Obama’s efforts to break students, like myself, with a lower-class background free from the punishment of student debt are gratifying. Even more is his call for attention on colleges’ due responsibility to maintain affordability for their students. Obama’s education plan is a wake-up call for universities all across the board and a big score for students who desire to pursue higher education. In what his critics describe as “political theatre” is Obama’s call for education reformation that has the American dream taking center stage.

In efforts to keep interest rates low, even if only for a year, Obama seeks to stop the Stafford loan from doubling its interest from 3.4 percent to 6.8 percent.While this freeze will be paired with a 1.8 percent increase on Perkins loan interests rates, (the backbone argument of opponents to his education plan), the net gain is still, by far, in our favor. To put icing on the cake, Obama raised the Pell Grant up from $4,730 to $5,635—a first since Bush’s presidential term. Taking five leaps forward at the expense of taking one back is better than kicking our feet up altogether.

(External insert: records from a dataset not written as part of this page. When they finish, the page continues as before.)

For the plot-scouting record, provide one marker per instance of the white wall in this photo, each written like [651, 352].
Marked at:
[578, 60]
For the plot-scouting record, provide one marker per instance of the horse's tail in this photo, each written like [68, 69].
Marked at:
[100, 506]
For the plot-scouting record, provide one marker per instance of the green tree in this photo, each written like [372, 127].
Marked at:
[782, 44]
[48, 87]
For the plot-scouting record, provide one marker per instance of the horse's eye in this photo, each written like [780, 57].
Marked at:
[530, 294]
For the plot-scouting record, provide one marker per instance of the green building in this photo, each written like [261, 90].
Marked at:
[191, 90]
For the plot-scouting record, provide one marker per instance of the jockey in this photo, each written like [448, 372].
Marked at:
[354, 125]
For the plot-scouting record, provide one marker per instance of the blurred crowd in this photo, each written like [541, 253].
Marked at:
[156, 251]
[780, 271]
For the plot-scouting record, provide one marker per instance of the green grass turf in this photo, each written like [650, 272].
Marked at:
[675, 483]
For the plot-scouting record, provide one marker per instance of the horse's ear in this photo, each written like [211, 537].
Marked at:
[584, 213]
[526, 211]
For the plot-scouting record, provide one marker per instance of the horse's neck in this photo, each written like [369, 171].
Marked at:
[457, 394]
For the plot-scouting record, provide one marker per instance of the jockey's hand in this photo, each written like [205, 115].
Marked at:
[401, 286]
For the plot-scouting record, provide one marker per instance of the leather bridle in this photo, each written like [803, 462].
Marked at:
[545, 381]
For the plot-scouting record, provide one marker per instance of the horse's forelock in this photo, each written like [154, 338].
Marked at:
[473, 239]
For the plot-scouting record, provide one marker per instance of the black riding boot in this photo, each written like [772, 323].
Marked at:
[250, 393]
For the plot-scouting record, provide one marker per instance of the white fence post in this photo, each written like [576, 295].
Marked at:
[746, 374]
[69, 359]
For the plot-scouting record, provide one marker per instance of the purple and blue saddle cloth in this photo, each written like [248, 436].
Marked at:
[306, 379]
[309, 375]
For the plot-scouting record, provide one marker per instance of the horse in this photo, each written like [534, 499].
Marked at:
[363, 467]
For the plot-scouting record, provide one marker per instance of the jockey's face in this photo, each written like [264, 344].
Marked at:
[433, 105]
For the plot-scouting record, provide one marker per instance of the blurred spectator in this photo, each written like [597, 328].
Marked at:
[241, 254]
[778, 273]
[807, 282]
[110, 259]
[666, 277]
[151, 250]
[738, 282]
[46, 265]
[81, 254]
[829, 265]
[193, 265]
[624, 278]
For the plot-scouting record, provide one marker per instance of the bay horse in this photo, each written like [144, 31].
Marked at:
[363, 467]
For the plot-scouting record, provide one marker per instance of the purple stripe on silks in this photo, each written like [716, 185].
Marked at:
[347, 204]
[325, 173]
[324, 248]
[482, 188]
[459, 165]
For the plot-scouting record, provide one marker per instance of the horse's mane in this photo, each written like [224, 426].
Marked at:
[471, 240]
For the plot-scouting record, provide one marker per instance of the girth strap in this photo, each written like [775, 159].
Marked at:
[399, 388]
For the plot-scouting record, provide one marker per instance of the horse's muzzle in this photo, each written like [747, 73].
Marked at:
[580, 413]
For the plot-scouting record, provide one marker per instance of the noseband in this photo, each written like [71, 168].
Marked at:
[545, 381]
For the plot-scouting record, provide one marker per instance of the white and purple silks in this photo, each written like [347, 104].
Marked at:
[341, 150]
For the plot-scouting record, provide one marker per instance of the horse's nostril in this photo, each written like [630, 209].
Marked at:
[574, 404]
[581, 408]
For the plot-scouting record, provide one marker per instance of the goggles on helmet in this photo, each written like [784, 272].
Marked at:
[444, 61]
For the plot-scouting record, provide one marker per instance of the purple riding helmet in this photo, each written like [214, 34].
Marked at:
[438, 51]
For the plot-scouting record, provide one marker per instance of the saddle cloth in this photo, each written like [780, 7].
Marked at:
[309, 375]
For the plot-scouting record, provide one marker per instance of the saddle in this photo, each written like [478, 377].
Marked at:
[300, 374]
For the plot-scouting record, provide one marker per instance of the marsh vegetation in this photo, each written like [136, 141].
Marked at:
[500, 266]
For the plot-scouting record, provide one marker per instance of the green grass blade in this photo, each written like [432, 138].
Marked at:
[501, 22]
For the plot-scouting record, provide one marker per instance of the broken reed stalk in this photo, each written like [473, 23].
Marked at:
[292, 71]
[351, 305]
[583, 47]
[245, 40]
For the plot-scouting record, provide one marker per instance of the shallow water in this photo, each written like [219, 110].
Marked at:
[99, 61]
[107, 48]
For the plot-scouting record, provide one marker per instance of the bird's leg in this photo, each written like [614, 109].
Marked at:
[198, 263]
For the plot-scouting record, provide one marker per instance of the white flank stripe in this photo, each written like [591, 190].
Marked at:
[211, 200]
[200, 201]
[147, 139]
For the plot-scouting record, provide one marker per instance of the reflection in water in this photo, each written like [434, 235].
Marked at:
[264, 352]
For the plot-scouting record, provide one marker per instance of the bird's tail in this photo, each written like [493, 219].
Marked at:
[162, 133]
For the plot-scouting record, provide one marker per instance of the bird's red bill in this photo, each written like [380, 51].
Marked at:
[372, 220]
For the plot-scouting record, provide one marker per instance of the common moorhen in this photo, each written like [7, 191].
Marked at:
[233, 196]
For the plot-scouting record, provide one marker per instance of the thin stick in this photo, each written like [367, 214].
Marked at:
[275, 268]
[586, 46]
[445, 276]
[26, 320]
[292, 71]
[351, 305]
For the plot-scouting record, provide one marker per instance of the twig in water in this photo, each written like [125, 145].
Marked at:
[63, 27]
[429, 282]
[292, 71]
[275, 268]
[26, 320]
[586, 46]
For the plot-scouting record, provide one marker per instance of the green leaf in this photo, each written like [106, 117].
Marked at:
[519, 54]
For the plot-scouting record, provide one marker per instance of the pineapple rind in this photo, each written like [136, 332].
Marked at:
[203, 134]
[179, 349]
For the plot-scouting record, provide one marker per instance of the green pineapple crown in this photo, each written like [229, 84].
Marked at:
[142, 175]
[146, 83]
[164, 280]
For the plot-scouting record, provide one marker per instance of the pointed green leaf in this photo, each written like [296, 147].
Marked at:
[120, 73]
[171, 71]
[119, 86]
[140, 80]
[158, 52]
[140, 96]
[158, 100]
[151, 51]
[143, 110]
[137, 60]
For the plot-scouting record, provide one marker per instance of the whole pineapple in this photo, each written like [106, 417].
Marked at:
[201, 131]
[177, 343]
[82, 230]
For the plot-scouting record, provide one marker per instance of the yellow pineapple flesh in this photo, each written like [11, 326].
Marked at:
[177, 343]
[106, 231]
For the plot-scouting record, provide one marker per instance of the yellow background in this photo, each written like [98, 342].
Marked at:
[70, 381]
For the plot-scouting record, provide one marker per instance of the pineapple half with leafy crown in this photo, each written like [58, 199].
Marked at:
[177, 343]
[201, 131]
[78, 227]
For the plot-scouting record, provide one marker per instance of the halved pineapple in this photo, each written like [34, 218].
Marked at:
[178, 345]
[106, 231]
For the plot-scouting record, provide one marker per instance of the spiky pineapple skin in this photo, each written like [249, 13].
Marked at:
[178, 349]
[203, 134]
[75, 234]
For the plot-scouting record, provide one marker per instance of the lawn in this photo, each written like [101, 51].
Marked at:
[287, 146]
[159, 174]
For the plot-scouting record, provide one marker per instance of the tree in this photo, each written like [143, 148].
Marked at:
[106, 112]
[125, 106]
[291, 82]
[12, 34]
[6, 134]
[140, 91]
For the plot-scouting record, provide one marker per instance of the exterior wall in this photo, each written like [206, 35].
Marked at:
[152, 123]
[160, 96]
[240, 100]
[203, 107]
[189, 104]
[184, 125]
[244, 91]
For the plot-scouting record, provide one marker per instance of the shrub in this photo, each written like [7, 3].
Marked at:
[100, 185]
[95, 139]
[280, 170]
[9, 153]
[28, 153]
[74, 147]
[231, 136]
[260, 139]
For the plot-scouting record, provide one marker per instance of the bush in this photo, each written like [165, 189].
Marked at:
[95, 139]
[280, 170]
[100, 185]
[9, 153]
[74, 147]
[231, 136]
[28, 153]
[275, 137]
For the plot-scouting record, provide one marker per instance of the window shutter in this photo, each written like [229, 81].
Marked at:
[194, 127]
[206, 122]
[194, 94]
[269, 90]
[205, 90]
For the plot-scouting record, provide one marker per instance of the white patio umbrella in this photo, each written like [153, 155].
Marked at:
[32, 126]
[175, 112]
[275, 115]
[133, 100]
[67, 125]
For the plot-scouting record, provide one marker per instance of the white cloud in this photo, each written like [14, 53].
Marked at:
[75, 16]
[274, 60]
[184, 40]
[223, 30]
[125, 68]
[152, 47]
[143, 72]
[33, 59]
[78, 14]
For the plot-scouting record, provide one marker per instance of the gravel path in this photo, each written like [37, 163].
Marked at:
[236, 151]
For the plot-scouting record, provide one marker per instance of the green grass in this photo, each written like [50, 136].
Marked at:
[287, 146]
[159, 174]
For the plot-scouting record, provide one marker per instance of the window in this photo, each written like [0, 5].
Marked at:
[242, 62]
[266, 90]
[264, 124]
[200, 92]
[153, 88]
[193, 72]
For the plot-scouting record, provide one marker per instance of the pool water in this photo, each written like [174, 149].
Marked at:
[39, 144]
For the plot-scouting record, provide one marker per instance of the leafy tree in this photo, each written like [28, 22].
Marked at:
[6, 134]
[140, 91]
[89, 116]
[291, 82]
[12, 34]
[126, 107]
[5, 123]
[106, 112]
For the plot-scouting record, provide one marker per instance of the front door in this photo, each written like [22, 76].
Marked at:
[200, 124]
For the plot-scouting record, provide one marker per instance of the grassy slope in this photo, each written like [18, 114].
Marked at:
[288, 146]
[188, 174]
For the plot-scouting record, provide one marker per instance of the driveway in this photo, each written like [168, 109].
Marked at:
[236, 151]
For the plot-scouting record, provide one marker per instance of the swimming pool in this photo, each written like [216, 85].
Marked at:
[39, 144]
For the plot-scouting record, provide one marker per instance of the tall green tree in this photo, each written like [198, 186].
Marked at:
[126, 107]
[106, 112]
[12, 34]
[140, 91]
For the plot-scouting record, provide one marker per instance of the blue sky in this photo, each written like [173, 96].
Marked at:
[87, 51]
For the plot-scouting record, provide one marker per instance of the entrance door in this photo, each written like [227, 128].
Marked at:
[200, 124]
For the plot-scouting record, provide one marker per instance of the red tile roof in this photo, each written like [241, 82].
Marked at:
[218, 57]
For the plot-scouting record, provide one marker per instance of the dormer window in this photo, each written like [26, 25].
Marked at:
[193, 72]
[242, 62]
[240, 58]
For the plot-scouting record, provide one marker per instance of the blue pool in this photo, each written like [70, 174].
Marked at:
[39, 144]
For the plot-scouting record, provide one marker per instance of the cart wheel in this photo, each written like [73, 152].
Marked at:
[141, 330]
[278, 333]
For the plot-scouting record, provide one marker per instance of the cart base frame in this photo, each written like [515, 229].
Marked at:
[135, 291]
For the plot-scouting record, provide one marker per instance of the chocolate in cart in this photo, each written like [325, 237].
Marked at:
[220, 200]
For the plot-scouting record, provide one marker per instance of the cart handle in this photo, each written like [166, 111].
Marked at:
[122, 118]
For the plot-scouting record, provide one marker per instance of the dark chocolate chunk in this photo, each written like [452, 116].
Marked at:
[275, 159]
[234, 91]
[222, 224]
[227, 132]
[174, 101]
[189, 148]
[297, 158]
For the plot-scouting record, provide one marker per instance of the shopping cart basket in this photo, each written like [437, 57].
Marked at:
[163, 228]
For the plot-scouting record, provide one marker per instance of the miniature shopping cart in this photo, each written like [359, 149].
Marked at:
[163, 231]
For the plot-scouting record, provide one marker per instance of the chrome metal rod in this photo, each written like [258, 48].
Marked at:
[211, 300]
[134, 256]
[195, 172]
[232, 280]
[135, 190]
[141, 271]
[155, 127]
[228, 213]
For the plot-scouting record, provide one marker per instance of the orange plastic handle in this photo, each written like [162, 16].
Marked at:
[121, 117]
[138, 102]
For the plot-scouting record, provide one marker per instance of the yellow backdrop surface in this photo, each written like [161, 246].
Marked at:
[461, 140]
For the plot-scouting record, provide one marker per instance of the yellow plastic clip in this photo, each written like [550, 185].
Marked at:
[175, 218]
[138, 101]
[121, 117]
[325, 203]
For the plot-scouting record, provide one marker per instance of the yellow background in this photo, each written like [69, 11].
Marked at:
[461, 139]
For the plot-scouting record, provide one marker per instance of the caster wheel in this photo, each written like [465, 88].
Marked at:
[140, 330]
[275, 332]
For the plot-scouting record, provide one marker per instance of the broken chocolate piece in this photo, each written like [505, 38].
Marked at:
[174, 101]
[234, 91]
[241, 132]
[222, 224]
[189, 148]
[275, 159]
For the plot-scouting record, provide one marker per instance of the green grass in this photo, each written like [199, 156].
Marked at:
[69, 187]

In raising the Pell Grant, President Obama responds to our nation’s ever increasing dropout crisis among high school students. One million (one in three) teenagers each year do not finish high school—half of them Latino and African Americans. “A high school dropout has made, on average, about $10,000 less per year than a high school graduate,” Obama said in his State of Union address. “In fact…a high school dropout has been more than three times as likely to be out of work as someone with at least a college degree.” With more doors opening for students that could lead to a college education, our economy would be bolstered by a citizenship with better jobs and better salaries.

The one million children put into classrooms, who would have otherwise more likely committed crimes, done drugs or become teen parents, would save the country from great strife and lower the number of young people who would end up in jail after turning to a life of crime when they have no other option. Expenses to be spent on prison upkeep (the overcapacity of which is a crisis of its own), public services and state child support over the course of our generation and the generations following would undoubtedly encourage our politicians to think about preventing such problems by making education more available to this country’s youth.

What we thought came to a crashing halt in the midst of the 2008 recession is slowly revamping. The American dream is starting with the belief that an education is open to all despite race and social class. Critics call Obama’s emphatic education address an impossible attempt at utopia. Whether overarching or not, I commend his call for reform, for change surely isn’t going to happen overnight if we put it off for tomorrow.